After two rounds at Rosa Golf Club in Poland, the 34-year-old Parisian is leading the dance by a single stroke, having carved out a bogey-free 66 that looked about as effortless as buttering a croissant.
Six birdies later, Wattel stands at nine under par, perched just above a tightly packed peloton of four players all jostling at eight under. It’s a lead so slim it could slip through his fingers like fine sand, but for now, it belongs to him.
“It was really important for me to start well, to make sure you’re not battling to make the cut or to be under pressure too quickly,” Wattel said, sounding more like a man ordering coffee than dissecting the art of professional golf.
And start well he did. Wattel birdied two of his opening three holes, added another at the sixth, and by the time he’d rattled in back-to-back gains at ten and eleven, the Frenchman was looking as comfortable as a Bordeaux in a crystal glass.
His final flourish came with a closing birdie at the 18th, a hole many were treating like an angry border guard.

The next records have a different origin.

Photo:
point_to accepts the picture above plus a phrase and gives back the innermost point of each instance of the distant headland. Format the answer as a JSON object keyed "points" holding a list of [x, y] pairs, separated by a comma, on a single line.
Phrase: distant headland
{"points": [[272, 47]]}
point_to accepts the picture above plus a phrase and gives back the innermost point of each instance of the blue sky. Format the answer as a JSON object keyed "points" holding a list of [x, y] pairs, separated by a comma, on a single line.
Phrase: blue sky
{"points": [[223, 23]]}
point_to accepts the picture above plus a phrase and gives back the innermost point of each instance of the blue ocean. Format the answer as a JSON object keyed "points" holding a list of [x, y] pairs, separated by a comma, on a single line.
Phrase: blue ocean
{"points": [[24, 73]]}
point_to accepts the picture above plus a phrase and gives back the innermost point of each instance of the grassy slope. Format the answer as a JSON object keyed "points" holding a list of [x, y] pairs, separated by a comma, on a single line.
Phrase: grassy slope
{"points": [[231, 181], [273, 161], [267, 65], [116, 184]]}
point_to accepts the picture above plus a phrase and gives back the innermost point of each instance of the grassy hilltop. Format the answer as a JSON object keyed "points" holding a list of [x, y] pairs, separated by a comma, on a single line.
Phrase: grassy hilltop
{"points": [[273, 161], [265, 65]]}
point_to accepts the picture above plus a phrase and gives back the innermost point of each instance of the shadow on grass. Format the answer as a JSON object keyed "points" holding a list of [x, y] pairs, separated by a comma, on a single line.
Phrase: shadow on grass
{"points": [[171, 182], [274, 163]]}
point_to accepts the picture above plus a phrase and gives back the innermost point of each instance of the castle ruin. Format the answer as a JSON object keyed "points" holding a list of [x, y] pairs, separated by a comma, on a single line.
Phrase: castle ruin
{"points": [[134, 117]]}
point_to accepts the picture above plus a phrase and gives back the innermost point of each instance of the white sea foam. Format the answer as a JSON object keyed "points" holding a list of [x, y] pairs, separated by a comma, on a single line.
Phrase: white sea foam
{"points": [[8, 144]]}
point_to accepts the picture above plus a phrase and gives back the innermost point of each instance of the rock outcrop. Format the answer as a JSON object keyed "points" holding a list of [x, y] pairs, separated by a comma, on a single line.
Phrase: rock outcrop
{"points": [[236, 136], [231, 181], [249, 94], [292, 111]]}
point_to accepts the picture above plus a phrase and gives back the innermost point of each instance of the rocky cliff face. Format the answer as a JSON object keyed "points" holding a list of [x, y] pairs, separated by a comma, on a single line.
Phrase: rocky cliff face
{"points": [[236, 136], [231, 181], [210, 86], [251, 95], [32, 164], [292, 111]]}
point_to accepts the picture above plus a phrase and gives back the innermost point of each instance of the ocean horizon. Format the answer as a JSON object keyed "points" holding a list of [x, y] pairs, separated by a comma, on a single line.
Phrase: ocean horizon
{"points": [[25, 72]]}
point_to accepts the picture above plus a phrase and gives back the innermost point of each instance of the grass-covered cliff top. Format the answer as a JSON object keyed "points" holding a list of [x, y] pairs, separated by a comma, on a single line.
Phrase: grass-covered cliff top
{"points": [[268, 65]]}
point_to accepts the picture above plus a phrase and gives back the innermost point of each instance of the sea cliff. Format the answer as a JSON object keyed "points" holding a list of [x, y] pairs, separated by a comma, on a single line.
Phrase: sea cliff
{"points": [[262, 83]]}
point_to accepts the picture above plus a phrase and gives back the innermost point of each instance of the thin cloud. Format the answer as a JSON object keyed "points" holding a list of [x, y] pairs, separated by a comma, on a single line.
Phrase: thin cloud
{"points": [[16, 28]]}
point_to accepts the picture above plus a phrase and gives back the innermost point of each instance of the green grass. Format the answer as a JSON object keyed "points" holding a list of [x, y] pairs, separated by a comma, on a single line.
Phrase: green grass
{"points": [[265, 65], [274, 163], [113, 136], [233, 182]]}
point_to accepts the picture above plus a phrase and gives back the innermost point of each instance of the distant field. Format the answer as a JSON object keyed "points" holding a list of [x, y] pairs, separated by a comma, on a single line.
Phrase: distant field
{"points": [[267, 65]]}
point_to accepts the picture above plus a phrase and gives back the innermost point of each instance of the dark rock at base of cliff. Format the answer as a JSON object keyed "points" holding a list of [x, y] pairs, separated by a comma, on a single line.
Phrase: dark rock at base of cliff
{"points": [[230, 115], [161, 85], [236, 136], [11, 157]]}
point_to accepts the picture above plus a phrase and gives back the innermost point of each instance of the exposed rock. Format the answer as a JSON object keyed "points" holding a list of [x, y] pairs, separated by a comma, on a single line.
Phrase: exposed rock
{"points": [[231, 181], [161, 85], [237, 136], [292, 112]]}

“It was a nice start and I played really good all round. Then hole 18 is a really tough hole and a birdie on there is always a bonus,” he explained. “I’m really happy. I played good golf today and made some good putts.”
For those with long memories, Wattel’s name isn’t new. He lifted a trophy on the HotelPlanner Tour as an amateur in 2010 and cracked the DP World Tour winners’ circle in 2015 at the KLM Open. Now, with the weekend looming, he’s eyeing another shot at silverware, though he knows the road is far from clear.
“It’s really packed at the top so anything can happen,” he admitted. “The guys now shoot low scores every day so I will have to play good golf.
Every day it’s a different course with the wind and the pin positions, so we’ll see tomorrow. I won’t change anything, just try to hit fairways and hopefully get some opportunities on the greens. It’s always important to have good finishes, so I’ll just try to do my best and we’ll see on Sunday.”
And “packed” hardly does justice to this leaderboard. Swede Hugo Townsend, South Africa’s Bryce Easton, Germany’s Anton Albers, and Italy’s Renato Paratore — who could snag automatic promotion to the DP World Tour with a third win this season — are breathing down Wattel’s neck on eight under.
Not far behind lurks New Zealander Sam Jones alongside Portugal’s Pedro Figueiredo, who shot the round of the week with a sizzling eight under 62 that made the rest look like they’d brought butter knives to a sword fight.
As the GAC Rosa Challenge Tour edges into moving day, Wattel will tee it up in the final group at 11:44 a.m. local time, flanked by Townsend and Easton.
With just a single stroke to play with and a queue of hungry challengers behind him, Wattel knows the weekend will demand not just precision, but perhaps a touch of panache.